How to make money on Big Data


Our site helps to make money sharing your Internet. You sell unused bandwidth, and the buyers are mostly companies and business communities located in more than one hundred countries. They look for the new markets, compare prices, check the accuracy of advertising or the legality of using owned trademarks.

The larger the research, the more traffic it requires. And the more profitable it becomes to those who sell bandwidth for money. Big Data is involved here. That term means the collection, processing and analysis of a large amount of data. This industry has been developing since 2011, and among other things, it is a possibility to make money sharing your Internet even if you’re not a specialist in Big Data. 

What is Big Data?

Big Data is large data arrays (there's no precise definition, but it usually varies from 100-150 Gb per day). They are collected and processed by automated means. Analysts then study Big Data by making reports and forecasts.

This technology is universal. It is suitable, for example, for:

  • searching for new planets, 
  • fighting bank fraud, 
  • scheduling city buses, 
  • curing diseases,
  • predicting earthquakes, and more. 

Therefore, the popularity of Big Data is growing. For those who seek to sell bandwidth for money, it’s more important to know about the use of such methods on the Internet.
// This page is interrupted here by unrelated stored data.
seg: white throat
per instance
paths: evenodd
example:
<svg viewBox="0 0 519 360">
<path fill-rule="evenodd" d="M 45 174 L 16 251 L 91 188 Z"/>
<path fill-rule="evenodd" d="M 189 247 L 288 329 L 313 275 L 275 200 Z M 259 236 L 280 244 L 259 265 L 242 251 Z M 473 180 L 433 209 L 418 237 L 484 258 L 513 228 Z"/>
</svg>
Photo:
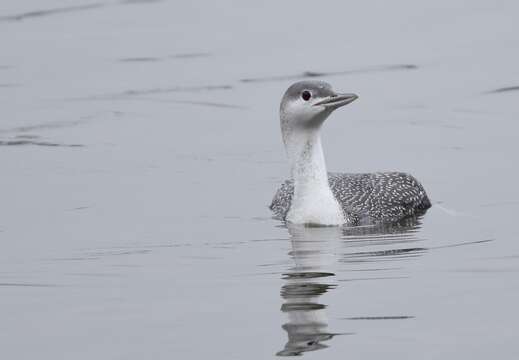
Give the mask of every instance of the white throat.
<svg viewBox="0 0 519 360">
<path fill-rule="evenodd" d="M 287 221 L 295 224 L 341 225 L 344 212 L 330 189 L 319 127 L 283 131 L 294 180 Z"/>
</svg>

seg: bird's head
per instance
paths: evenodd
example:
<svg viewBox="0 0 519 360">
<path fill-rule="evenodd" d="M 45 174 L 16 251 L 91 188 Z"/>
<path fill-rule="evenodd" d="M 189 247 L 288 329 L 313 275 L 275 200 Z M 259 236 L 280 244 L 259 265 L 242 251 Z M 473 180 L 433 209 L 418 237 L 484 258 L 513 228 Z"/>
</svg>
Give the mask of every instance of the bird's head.
<svg viewBox="0 0 519 360">
<path fill-rule="evenodd" d="M 296 82 L 281 99 L 281 128 L 283 131 L 318 129 L 335 109 L 357 97 L 355 94 L 338 94 L 323 81 Z"/>
</svg>

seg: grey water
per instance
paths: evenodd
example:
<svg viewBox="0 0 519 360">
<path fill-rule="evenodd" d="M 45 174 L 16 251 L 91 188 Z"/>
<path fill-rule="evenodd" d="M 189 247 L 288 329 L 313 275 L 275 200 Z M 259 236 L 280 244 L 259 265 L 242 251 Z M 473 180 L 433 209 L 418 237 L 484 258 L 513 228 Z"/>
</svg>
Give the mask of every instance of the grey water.
<svg viewBox="0 0 519 360">
<path fill-rule="evenodd" d="M 0 3 L 2 359 L 516 359 L 518 11 Z M 303 78 L 359 95 L 329 170 L 410 172 L 424 217 L 271 218 Z"/>
</svg>

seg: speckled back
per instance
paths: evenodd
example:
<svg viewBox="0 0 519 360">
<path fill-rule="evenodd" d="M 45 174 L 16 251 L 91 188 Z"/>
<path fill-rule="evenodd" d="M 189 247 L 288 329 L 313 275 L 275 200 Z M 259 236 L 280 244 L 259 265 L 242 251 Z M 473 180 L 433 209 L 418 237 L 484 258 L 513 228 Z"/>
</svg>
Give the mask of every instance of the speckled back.
<svg viewBox="0 0 519 360">
<path fill-rule="evenodd" d="M 395 222 L 431 207 L 423 186 L 406 173 L 328 173 L 328 181 L 344 211 L 346 225 Z M 270 205 L 276 218 L 286 219 L 293 195 L 294 183 L 286 180 Z"/>
</svg>

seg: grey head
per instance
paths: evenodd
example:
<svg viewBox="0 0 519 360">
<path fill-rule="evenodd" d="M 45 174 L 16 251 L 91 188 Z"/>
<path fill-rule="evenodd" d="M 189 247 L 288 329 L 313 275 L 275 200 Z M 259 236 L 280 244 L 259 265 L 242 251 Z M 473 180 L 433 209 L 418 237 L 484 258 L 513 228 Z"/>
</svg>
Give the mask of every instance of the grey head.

How does Big Data work on the Internet?

Social networks and trading platforms provide a lot of information that becomes a part of Big Data. In social networks the researchers are interested in the characteristics of users, the number of friends, as well as interests. In impersonal form behavior, opinions, topics of communication, as well as top media on the Web are recorded. These include music, video, mobile games and apps. While exploring online stores using Big Data, marketers try to find patterns connecting people's purchases and their lifestyle.
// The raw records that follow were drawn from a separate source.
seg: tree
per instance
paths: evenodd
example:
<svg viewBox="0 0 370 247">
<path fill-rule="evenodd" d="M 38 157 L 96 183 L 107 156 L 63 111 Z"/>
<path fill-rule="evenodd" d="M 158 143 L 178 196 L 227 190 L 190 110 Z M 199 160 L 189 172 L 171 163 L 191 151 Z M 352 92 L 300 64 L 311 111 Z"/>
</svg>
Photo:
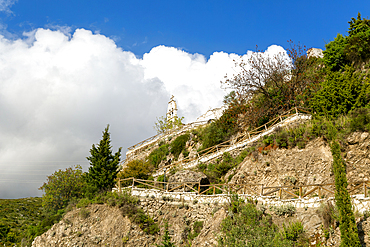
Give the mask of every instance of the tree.
<svg viewBox="0 0 370 247">
<path fill-rule="evenodd" d="M 47 182 L 39 188 L 45 192 L 42 205 L 47 210 L 62 209 L 72 198 L 82 197 L 85 186 L 81 166 L 69 167 L 65 171 L 58 170 L 48 176 Z"/>
<path fill-rule="evenodd" d="M 370 58 L 370 20 L 362 19 L 358 13 L 357 19 L 349 23 L 348 36 L 338 34 L 334 41 L 325 45 L 325 65 L 332 71 L 339 71 L 346 65 L 362 65 Z"/>
<path fill-rule="evenodd" d="M 310 105 L 318 115 L 338 117 L 369 103 L 370 84 L 366 74 L 346 66 L 344 72 L 328 71 Z"/>
<path fill-rule="evenodd" d="M 366 62 L 370 58 L 370 20 L 362 19 L 358 13 L 357 19 L 349 23 L 347 44 L 344 53 L 355 65 Z"/>
<path fill-rule="evenodd" d="M 122 147 L 114 155 L 109 133 L 109 125 L 103 132 L 103 139 L 90 149 L 91 156 L 87 157 L 90 161 L 89 172 L 87 174 L 88 183 L 95 187 L 96 191 L 112 190 L 118 174 Z"/>
<path fill-rule="evenodd" d="M 167 132 L 168 130 L 182 126 L 183 120 L 184 117 L 179 118 L 176 116 L 173 119 L 169 120 L 166 117 L 161 116 L 157 118 L 157 122 L 154 123 L 154 129 L 157 131 L 157 134 L 162 134 Z"/>
<path fill-rule="evenodd" d="M 339 34 L 334 41 L 329 42 L 325 45 L 324 63 L 332 71 L 338 71 L 343 68 L 346 64 L 349 64 L 345 54 L 344 48 L 347 44 L 347 40 L 343 35 Z"/>
<path fill-rule="evenodd" d="M 322 80 L 319 58 L 307 58 L 306 48 L 290 41 L 290 49 L 275 55 L 257 50 L 236 62 L 238 74 L 221 82 L 235 91 L 239 102 L 246 102 L 244 121 L 257 127 L 307 100 Z"/>
<path fill-rule="evenodd" d="M 361 246 L 351 198 L 347 190 L 346 163 L 341 156 L 340 145 L 337 141 L 337 129 L 333 124 L 330 126 L 329 132 L 331 132 L 330 138 L 332 139 L 330 148 L 333 155 L 335 203 L 339 212 L 340 246 Z"/>
</svg>

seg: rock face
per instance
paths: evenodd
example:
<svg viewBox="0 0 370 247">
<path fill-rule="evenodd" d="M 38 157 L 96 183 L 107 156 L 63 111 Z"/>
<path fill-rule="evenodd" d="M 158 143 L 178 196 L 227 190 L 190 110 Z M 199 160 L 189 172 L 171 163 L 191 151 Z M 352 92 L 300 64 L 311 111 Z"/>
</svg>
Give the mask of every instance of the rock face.
<svg viewBox="0 0 370 247">
<path fill-rule="evenodd" d="M 68 212 L 63 220 L 35 238 L 32 246 L 123 246 L 129 239 L 139 241 L 137 246 L 149 246 L 155 241 L 154 236 L 144 234 L 123 217 L 118 208 L 92 205 Z"/>
<path fill-rule="evenodd" d="M 218 245 L 218 236 L 221 232 L 221 223 L 226 218 L 227 213 L 224 208 L 218 210 L 212 218 L 207 219 L 203 229 L 194 239 L 191 246 L 208 247 Z"/>
<path fill-rule="evenodd" d="M 332 183 L 332 162 L 330 147 L 321 138 L 309 142 L 304 149 L 271 149 L 267 154 L 256 150 L 233 172 L 230 183 L 265 186 Z"/>
<path fill-rule="evenodd" d="M 182 183 L 200 183 L 200 184 L 209 184 L 209 180 L 207 176 L 202 172 L 194 172 L 189 170 L 183 170 L 176 172 L 174 175 L 170 176 L 168 179 L 169 183 L 174 183 L 169 185 L 169 190 L 174 189 L 181 185 Z M 190 184 L 189 184 L 190 186 Z M 174 191 L 186 191 L 191 192 L 193 191 L 189 187 L 181 187 L 178 189 L 175 189 Z"/>
<path fill-rule="evenodd" d="M 68 212 L 49 231 L 35 238 L 32 246 L 156 246 L 161 244 L 164 222 L 168 222 L 171 241 L 175 246 L 185 247 L 196 221 L 206 223 L 197 245 L 192 246 L 205 246 L 200 245 L 201 242 L 217 246 L 215 234 L 218 234 L 218 227 L 226 216 L 223 205 L 141 198 L 139 206 L 157 222 L 159 234 L 146 234 L 138 225 L 123 217 L 116 207 L 90 205 L 86 209 Z M 83 210 L 89 214 L 82 214 Z"/>
</svg>

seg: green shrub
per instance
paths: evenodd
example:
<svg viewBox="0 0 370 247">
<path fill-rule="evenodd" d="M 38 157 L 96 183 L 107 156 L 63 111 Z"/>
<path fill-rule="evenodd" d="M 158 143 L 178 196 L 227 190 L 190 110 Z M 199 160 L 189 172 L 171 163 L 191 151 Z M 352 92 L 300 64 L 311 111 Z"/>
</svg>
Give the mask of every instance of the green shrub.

This is necessary in order to predict further customer requests, get ahead of supply and demand and be ahead of competitors. Big Data is an expensive and cost-effective process. Some of these costs are used to pay for servers and high-speed Internet connection. Among other things it allows even non-specialists to make money sharing your Internet.

How is information collected for Big Data?

The main way to get a basis for analysis is scraping, or parsing. This is an automated process. Searching robots visit thousands of services and web pages, scan and select data of interest to researchers. It has millions of text lines and Gb’s of media content. All this data is then entered into huge databases and subjected to scrutiny. For example, requests “how to sell unused bandwidth” on the Internet without any investments. Another way to get an array of necessary data is to record the activity of Internet users during communication.

How does Big Data help to make money?

Specialists in the field of Big Data are in demand in the labor market. But even without a specialized education or skills, you can sell bandwidth for money.

The fact is that the reliability and accuracy of information is extremely important. The slightest distortion of the collected information will lead Big Data to incorrect research results. At a minimum, it means financial losses for customers. And in the case of analyzing medical or transport data, it could even be dangerous.

It’s too expensive, furthermore, to place special research centers all around the world. But there are still cases when you need to get data via the Internet from hundreds of geo locations on different sides of the Pacific and Atlantic oceans. By selling unused bandwidth you help Big Data services to receive reliable and correct information. At the same time, your personal data remains safe: our app doesn’t ask for access to personal folders, records or media files. 

That’s why Peer2Profit remains a reliable way to make money sharing your Internet. Income grows due to the number of users you invite by referral link, as well as the growing number of connected devices, including proxies.